Esperimenti nucleari sul Monte Rosa ?

Alcuni ricercatori del Cnr hanno trovate delle tracce di test nucleari sul Monte Rosa. Le sostanze però non si sono depositate sul monte in seguito ad esperimenti effettuati nella zona, ma sono state trasportate dalle correnti atmosferiche.

La presenza di trizio e cesio 137 sulle nevi del Monte Rosa, non hanno sorpreso gli studiosi del Cnr. Gli scienziati erano a conoscenza già da tempo di una possibile presenza delle sostanza e hanno detto che risultano utili perché grazie a queste sostanze si può avere una datazione dei ghiacci.

Questi dati sono stati presentati durante il convegno “Montagne testimoni dei cambiamenti globali” e i partecipanti alla manifestazione sono stati gli unici sorpresi della presenza di sostanze radioattive.

I ricercatori hanno spiegato che queste sostanze risalgono ai test nucleari effettuati in Algeria nel ’63 e all’incidente di Chernobyl, successivamente sono arrivate fino al Monte Rosa trasportate dalle correnti atmosferiche.

Stanno dicendo che gli elementi radioattivi svolazzano in giro.

Altrove infatti :

GB: tracce di plutonio a nord di Londra

(ANSA) – LONDRA, 7 SET – I test nucleari condotti negli Stati Uniti negli anni Cinquanta hanno contaminato anche aree dell’Europa Occidentale come Londra. Esami condotti dalla Rothamsted Research sui campioni di terra raccolti nella regione di Hertfordshire (Nord di Londra) hanno rilevato tracce di plutonio che risalgono agli esperimenti svoltisi in Nevada tra il 1952 e il 1953. Lo studio verra’ presentato questa settimana all’Universita’ di Exeter.

Plutonium traced in British soil

La precipitazione radioattiva dei test nucleari e del disastro di Chernobyl può essere rilevata nei campioni britannici del raccolto e del terreno in un archivio che va indietro di 160 anni.
Gli scienziati hanno abbinato la precipitazione radioattiva alle prove nucleari effettuate negli anni 50 in Nevada, negli USA, che hanno contaminato l’Europa. I particolari sono stati forniti al BA Festival della scienza che si è tenuto a Exeter questa settimana. Lo studio è una collaborazione fra l’università di Southampton e il gruppo di ricerca di Rothamsted, dove i campioni sono stati immagazzinati.
E’ stata usata la spettrometria totale per misurare i livelli degli elementi radioattivi come plutonio, radio e cesio nei campioni. I ricercatori hanno legato il plutonio dei campioni di Rothamsted alle prove effettuate dai militari degli Stati Uniti nel deserto del Nevada tra il 1952 ed il 1953. “Ogni traccia delle armi ha una firma caratteristica : degli isotopi differenti; in questo caso sono due isotopi differenti del plutonio, ma potrebbero anche essere due isotopi differenti dell’uranio” ha affermato il professor Keith Goulding alla riunione annuale dell’associazione britannica Rothamsted. I nuovi spettrometri di massa a Southampton hanno permesso loro di guardare i rapporti degli isotopi differenti nei campioni di Rothamsted ed allora di paragonarli ai campioni che hanno in possesso dalle prove.
La precipitazione radioattiva proviene anche dai test nucleari sull’atollo Bikini, nel Pacifico; e dalla fusione del reattore a Chernobyl, nell’ex unione sovietica.[...]
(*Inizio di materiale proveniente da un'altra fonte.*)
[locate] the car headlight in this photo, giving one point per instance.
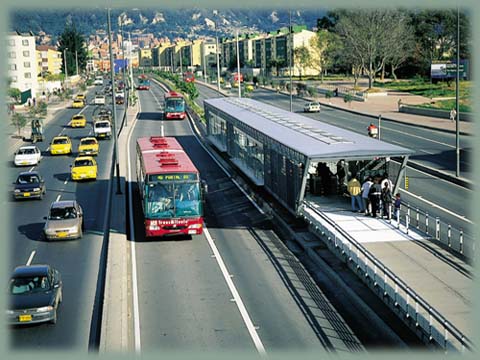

Abbiamo visto che il Plutonio svolazza dagli atolli…
Dalle parti dell’Australia, invece…

Blowin in the Wind

Blowin in the Wind è l’ultima pellicola delle nomination del premio Accademy Awards, un documentario girato da David Bradbury, il regista australiano più polemico e provocatorio.
Questo documentario esamina il trattato segreto che ha permesso ai militari USA l’addestramento e armamento su territorio australiano.
Inoltre tende lo sguardo sull’effetto delle armi all’uranio impoverito (DU) e agli effetti fisici e morali sugli australiani.

Insomma parrebbe che anche l’Uranio svolazzi e faccia danni…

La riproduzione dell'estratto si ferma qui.